A popular solution can be found at mssqltips.com using a linked server to a Domain Controller and ADSI but the problem I found with it is that I couldn't find an easy way to drill down through AD to find the group objects - If all the groups you are interested in are in the same OU then it worked fine but if they were spread about in different OUs, some at the same level of the tree and others off to one side or the other then you had to write separate code to address each OU. Which is fine until someone moves a group to a different OU due to tidy up and then your query breaks.

Other solutions suggested using WMI but I had no luck there either. So in the end I went for the command line tools DSQuery and DSGet called by xp_CmdShell. With these tools you don't have to use an LDAP path, you just run them as you would any other command line tool from with SQL Server. Both tools are available in the Remove Server Administration Tools.

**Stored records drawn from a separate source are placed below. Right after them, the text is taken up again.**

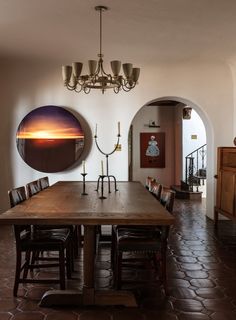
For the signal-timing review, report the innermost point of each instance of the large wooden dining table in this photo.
(63, 203)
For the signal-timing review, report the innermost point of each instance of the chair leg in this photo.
(163, 270)
(79, 231)
(69, 261)
(17, 274)
(117, 270)
(62, 268)
(113, 246)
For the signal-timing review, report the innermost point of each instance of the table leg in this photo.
(88, 265)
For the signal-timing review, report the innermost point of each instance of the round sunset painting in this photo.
(50, 139)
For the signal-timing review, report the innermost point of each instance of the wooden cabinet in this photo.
(226, 183)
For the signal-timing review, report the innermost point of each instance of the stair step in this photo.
(186, 194)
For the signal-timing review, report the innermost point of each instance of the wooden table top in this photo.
(62, 203)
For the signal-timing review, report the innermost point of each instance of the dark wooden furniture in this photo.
(63, 203)
(33, 187)
(226, 183)
(30, 241)
(44, 183)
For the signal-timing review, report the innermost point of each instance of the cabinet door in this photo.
(227, 192)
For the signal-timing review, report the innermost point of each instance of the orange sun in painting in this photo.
(50, 139)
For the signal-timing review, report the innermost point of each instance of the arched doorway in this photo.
(166, 103)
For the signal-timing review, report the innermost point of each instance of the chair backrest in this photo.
(33, 188)
(148, 182)
(156, 189)
(17, 196)
(167, 199)
(44, 183)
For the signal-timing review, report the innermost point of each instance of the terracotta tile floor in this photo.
(201, 271)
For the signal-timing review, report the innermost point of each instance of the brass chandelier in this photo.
(97, 77)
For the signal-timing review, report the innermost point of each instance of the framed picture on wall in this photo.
(152, 150)
(50, 139)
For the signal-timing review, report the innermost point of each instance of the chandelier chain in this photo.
(97, 77)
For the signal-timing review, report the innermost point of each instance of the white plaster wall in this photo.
(29, 85)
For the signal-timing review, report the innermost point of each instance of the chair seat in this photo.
(46, 240)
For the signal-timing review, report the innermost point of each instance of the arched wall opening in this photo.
(210, 200)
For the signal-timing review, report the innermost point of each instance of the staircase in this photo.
(195, 175)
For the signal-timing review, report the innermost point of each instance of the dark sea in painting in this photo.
(50, 155)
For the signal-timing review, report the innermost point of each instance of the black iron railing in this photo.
(195, 167)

There are several issues with the Remove Server Administration Tools approach:

  1. Some shops don't like xp_CmdShell to be enabled due to a perceived security issue (not a biggy IMHO)
  2. The account you run the tools under needs permissions to Active Directory
  3. DSGet and DSQuery have to be installed on the SQL Server you will be querying from. See here for instructions on how to do it.
  4. The output from DSGet and DSQuery is nasty and requires a lot of cleaning up before it fits nicely into fields in a table. A big part of the query below is making the results returned usable.
Your business may have a policy for the first three points which may restrict your use of this script, but assuming you are good to go feel free to use it (please read the comments in line for further info and as usual I take NO responsibility for any issues AT ALL if you execute the script on ANY server - but it should be fine!). The guts of the script are taken from this command:

dsquery group -name GG-C_Drive_Access | dsget group -members -expand -c | dsget user -samid -display -dept -c | Find /V "dsget succeeded" | Find /V "samid" | Find /V "_"

What this is saying is query the group GG-C_Drive_Access and pipe the results to dsget group and get the member attributes samid, display and dept. This is piped to Find to not return the lines that contain dsget succeeded, samid and the underscore (you may have different/additional requirements).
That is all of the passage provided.